Изменить размер шрифта - +
Но есть одна строка летописная, дошедшая до наших дней, и строка та глухим и неясным смыслом своим навевает смутный ужас. Печатью обреченности, неизбежности рокового конца веет от нее. Вот эта строка: «Своя домочадая начаша вадити на Александра». Своя домочадая? Свои домашние? Доносить? Кто?! И тут рука теряет стремительность, перо цепенеет и смущается ум. Даже и днесь, и через шесть веков, трудно заглазно обвинить кого-то… А вдруг именно он невиновен, и клеймо предателя запечатлит и предаст на поругание праведника, обойдя сущего предателя, кто и в самом деле «вадил» на тверского князя?

Но есть одно лицо, коего ежели и не коснулась укоризна древнего летописца, то само сцепление и стечение событий почти обвиняет, почти указует на него… И вновь, цепенеет перо: а вдруг не он? И все же… И все же мысль возвращает все к одному и тому же: князь Константин. Родной брат.

Да, да! Страшно подумать о сем! Но вспомним весь путь третьего сына Михаилова, свидетеля убийства отца, насмерть и на всю жизнь испуганного, взятого Юрием и женатого на дочери Юрия Софье – властной, в отца, и нравной девушке (годами старше своего мужа!), за которой как-никак стояла непреложная воля Москвы (ее и в Твери так и продолжали звать «московкой»). И еще не забудем вкрадчивого и такого внимательного в мелочах, подарках, приветных посылах и прочем дядю Софии Юрьевны – Ивана Данилыча Калиту.
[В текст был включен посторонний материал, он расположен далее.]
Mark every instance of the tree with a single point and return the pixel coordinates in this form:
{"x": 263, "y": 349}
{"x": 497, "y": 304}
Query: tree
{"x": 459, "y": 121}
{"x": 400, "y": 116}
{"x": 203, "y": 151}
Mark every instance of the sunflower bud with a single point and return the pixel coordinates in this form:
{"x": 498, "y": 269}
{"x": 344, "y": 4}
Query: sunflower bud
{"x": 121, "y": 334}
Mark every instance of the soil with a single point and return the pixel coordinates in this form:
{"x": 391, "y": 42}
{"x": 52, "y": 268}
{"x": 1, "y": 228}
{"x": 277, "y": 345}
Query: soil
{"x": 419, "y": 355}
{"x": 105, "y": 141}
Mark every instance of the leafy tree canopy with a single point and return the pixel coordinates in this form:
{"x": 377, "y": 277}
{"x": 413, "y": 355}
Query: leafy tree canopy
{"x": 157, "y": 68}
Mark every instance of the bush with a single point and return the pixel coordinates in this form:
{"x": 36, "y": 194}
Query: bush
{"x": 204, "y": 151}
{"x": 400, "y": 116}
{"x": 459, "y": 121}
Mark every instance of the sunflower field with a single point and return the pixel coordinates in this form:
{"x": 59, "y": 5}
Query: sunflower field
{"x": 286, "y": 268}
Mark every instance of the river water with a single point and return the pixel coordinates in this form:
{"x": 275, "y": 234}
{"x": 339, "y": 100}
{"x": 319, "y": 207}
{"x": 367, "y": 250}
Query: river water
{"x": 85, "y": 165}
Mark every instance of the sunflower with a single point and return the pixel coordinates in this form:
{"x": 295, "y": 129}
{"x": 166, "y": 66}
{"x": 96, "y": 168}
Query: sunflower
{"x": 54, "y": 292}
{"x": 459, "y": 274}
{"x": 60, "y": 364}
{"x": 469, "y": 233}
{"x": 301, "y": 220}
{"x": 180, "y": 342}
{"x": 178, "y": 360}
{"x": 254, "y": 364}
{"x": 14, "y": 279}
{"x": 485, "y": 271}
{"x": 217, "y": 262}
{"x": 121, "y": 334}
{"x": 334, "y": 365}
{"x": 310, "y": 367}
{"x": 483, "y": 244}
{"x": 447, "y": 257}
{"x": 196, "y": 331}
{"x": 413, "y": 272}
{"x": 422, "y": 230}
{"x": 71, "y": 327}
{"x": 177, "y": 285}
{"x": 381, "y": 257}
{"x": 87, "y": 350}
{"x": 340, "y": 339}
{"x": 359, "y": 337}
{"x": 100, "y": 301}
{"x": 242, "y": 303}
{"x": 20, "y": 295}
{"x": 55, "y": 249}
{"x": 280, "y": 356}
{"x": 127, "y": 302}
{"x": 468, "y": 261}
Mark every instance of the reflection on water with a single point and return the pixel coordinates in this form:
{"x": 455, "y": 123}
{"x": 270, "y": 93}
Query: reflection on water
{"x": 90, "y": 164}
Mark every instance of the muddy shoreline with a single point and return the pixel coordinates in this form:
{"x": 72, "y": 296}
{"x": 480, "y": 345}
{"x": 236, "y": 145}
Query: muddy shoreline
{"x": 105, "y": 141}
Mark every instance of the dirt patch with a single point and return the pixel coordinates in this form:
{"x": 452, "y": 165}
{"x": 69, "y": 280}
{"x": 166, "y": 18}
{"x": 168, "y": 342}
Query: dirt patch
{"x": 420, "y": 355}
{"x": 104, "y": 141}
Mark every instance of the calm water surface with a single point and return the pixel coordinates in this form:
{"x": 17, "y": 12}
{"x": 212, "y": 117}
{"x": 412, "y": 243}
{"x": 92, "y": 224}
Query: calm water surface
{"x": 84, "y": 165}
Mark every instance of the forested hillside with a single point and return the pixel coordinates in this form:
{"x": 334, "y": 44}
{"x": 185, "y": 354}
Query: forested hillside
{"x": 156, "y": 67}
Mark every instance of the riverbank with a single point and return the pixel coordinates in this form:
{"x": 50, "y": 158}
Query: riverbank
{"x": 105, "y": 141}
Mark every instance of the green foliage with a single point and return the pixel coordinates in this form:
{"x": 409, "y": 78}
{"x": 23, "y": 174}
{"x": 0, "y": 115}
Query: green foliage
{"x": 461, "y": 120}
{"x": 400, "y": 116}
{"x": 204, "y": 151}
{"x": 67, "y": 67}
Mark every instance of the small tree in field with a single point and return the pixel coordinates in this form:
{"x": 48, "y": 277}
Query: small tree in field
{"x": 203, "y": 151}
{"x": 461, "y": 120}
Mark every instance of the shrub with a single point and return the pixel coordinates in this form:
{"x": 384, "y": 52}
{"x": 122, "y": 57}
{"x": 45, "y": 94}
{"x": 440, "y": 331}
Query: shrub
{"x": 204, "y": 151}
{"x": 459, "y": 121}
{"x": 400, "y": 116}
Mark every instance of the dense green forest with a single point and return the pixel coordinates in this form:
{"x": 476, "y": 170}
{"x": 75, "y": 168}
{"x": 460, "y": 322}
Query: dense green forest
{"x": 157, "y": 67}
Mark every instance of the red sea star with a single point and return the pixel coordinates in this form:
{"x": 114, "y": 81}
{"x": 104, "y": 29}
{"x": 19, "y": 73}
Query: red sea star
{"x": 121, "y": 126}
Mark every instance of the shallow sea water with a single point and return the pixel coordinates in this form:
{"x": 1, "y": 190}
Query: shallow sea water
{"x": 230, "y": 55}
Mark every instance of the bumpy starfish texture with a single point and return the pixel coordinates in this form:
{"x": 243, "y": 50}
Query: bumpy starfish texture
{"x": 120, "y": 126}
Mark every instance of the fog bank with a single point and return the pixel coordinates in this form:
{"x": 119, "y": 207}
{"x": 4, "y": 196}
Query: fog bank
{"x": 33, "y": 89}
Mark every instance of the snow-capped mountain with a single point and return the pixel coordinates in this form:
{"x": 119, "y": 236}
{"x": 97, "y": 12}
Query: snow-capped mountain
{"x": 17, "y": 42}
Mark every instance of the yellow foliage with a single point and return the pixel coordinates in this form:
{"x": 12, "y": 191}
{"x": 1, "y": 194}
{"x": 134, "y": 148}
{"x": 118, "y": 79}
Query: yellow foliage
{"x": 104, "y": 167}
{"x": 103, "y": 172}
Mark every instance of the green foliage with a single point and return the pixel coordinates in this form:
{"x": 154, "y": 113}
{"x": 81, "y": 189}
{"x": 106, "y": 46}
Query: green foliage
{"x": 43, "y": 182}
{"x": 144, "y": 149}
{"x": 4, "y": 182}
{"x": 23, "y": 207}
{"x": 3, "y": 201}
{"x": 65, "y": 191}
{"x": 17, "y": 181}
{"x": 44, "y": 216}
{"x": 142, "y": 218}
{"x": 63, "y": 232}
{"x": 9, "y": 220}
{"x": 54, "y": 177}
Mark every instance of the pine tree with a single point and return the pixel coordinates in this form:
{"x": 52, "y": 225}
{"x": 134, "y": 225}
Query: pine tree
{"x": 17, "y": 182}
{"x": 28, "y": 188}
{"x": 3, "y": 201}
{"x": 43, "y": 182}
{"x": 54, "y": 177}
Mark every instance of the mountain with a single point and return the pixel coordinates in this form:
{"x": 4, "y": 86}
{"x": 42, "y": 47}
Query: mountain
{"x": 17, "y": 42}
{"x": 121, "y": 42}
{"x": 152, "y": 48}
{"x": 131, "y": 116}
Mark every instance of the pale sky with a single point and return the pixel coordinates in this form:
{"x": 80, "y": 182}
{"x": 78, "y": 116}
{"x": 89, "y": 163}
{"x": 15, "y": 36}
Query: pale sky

К своим сорока годам «московка» заматерела. Упорно-самолюбивый очерк лица с мясистым подбородком отяжелел. Она, как и покойный Юрий, толстела носом, с возрастием делалась коренастей, грубее и жестче. Константин, так за все годы и не выучившийся быть господином в семье, по-прежнему робел перед женою, звал ласково: «Соня, Сонюшка!» И когда после этих слов появлялась грозноголосая, обычно гневная, решительно пушившая слуг и холопок княгиня, то чужой человек мог бы и усмехнуть невзначай несоответствию нежного имени тупо-властной, твердомясой и коренастой бабе, в которую обратилась прежняя тоненькая София Юрьевна.

И вот о чем нет в летописях даже и намека, и слова нет, и будто выдали ее замуж во Тверь и исчезла она, обратясь в тверянку… Да и не в обычае русских летописей писать о бабьих вычурах и норове женском в делах вышней власти. А ведь и норов не уберешь, коли он есть, и вычуры не скроешь, хоть и не пиши о них ни единой строкой!

– Мозгляк ты и есть! Не мужик, баба сущая! Нежить! Шевляга! Падина! Ты уже с хоромами и меня отдай ему зараз! Не то пошли куски собирать по Твери! Десять лет, выходит, сидели на чужом добре, да? Воры мы?! Или того ж княжого роду?! В Орду съездил, вишь, хану ся покланял! Сам не можешь съездить к Узбеку? Хоша бы и послать к нему! Сидень ты! Спать-то с тобою и то противно!

Константин лишь вздрагивал, точно конь в оглоблях, коего хлещут кнутом по морде, и лишь об одном думал: не услыхали бы слуги по-за дверьми, как честит его любима семья – княгинюшка его ненаглядная. А Софья стояла, высясь над ним, в тяжелом бархате и парче, скрестив руки, словно каменная баба над степным курганом, и метала в мужа, сгорбившегося на лавке, тяжелые, злые слова.

Терем, что приходило очищать для старшего деверя, села и волости, что приходило очищать для него же, выводя из них своих посельских и ключников, казна княжая, что приходило передавать плесковскому беглецу – всего этого ни понять, ни принять, ни простить Софья не могла. А тут как раз письмо ласковое с поминаньем и дарами от московского дяди Ивана – не забывает вот уже который год! А тут и иные посылы тайные. И вот она изливается гневом, не желая уступать ничего и ни в чем, не желая понимать и принимать ихние эти нелепые семейные счеты и тонкости. «Мое!» – кричало в ней все. Родовое, Юрьево: «Не отдам!» – бешено восставало против навычаев тверского княжеского дома. И ежели ранее, под властною рукою великой княгини Анны, в разоренной Твери, московка не дерзала так яро восставать противу, то теперь пробил ее час.